Here's what the UV index actually measures, how it's calculated, and why understanding it changes how you should think about sun protection on the course.
What is the UV index?
The UV index is a standardized scale, developed by the World Health Organization, that measures the strength of UV radiation reaching the ground at a given place and time. It runs from 0 (minimal, typically overnight or in heavy cloud) up to 11+ (extreme).
Unlike a temperature reading, the UV index isn't something you feel. You can be cold, windy, and even overcast and still be standing under a UV index of 7 or 8. This is the single biggest misconception about sun exposure, and it's the reason so many golfers get burned on days that didn't even feel hot.

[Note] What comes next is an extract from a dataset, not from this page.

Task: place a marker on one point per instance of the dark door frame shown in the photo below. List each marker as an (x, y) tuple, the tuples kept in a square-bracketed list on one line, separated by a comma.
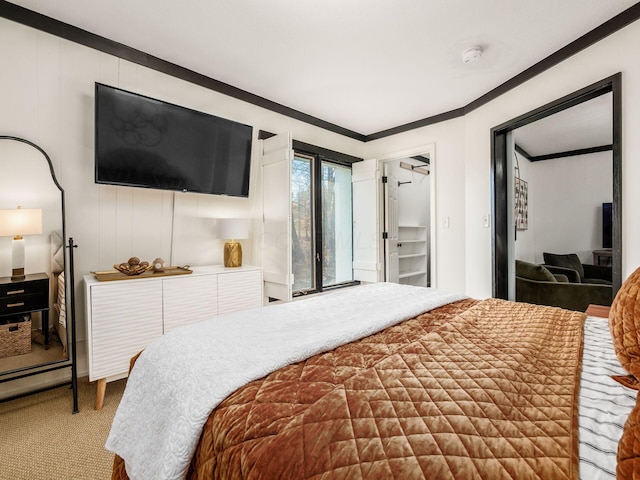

UV index is calculated from the sun's angle in the sky, atmospheric ozone levels, altitude, and cloud cover, not from air temperature. A cool, overcast spring day can carry a higher UV index than people expect.
How the UV index scale breaks down
Health Canada and the WHO use the same general scale:
- 0–2 (Low) - minimal risk for the average person during normal outdoor activity
- 3–5 (Moderate) - some risk; protection recommended during midday hours
- 6–7 (High) - protection required; unprotected skin can begin to burn within 30–45 minutes
- 8–10 (Very High) - extra protection required; unprotected skin can burn in as little as 15–25 minutes
- 11+ (Extreme) - take all precautions; unprotected skin can burn in under 15 minutes
For context: a five-hour golf round played entirely within a Very High or Extreme UV index window represents many multiples of the time it takes unprotected skin to start burning, all before you've reached the back nine.
What actually drives the UV index up or down
Solar angle. The sun's position in the sky is the single biggest factor. UV index peaks when the sun is most directly overhead, generally between 10am and 4pm, and is highest in the weeks around the summer solstice.
Altitude. UV radiation increases roughly 4% for every 300 meters of elevation gain, because there's less atmosphere to filter it out. Many golf courses, including several in the Okanagan, sit at meaningful elevation, which pushes their effective UV index higher than a sea-level reading would suggest.
Cloud cover. Thin or scattered cloud barely reduces UV exposure, and in some cases can scatter UV radiation in ways that increase exposure at ground level. Only thick, consistent cloud cover meaningfully lowers UV index. This is why "it's overcast, I don't need protection" is one of the most common and costly assumptions golfers make.
Reflective surfaces. Water, sand, and even bright fairway turf reflect a portion of UV radiation back upward, increasing total exposure beyond what direct sunlight alone would suggest. A round near water features or through open, sun-bleached terrain carries more reflected UV than a shaded parkland course.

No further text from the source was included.